This hospital had the longest wait times in Ontario last year. It’s using AI, private donors to speed up care
CBC
When Dr. Justin Hall started his 7 a.m. shift in the ER at Toronto's Sunnybrook Health Sciences Centre on a recent Wednesday, there were already more than 60 patients waiting.
Sunnybrook is one of the busiest hospitals in Canada, with the country's largest trauma centre and burn centre.
It also has the distinction of having the longest wait time in Ontario. In 2024, the median length of stay for patients at Sunnybrook was eight hours and 13 minutes.
That means half the patients in Sunnybrook’s emergency department waited even longer, from the moment they first registered to the moment they left.
"It's a big problem,” said Hall, who is Sunnybrook's chief of emergency medicine.
But in July, the hospital started a pilot using artificial intelligence to help speed up service in the ER.
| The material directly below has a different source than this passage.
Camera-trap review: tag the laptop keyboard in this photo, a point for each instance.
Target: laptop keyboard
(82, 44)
As Hall asks patients to describe their symptoms, an AI-enabled app called DAX Copilot listens in from his pocket and acts as a scribe. The app organizes and summarizes the conversation between doctor and patient.
Physicians are also able to input anything they know about the patient before having the conversation — such as if they had bloodwork or tests done. The doctor reviews the AI-gathered information, which is then transferred to the patient’s file.
Hall said it means doctors spend less time on note-taking and more focusing on people.
“When I see the patient, I can make a decision faster for them, trying to decrease their length of stay here,” Hall explained, noting that he gets the patient's consent before using the AI tool.
Hall said the hospital is currently analyzing how much time the AI trial is saving doctors. But in a document on its website, Sunnybrook says the app will reduce the time physicians spend on manual documentation by an average of seven minutes per encounter.
Hall said it supports “a better patient interaction and decreases some of the cognitive burden [for the doctor] because it's taking away some of that thought process ... we still have to apply our medical knowledge to that, but it does certainly take away a bit of the administrative burden as well.”
Sunnybrook has also been looking beyond technology to find solutions — including using funding from private donors.
When determining how many hours of physician coverage a given hospital receives money for, Ontario’s current funding model doesn't account for the complexity of individual patients' cases.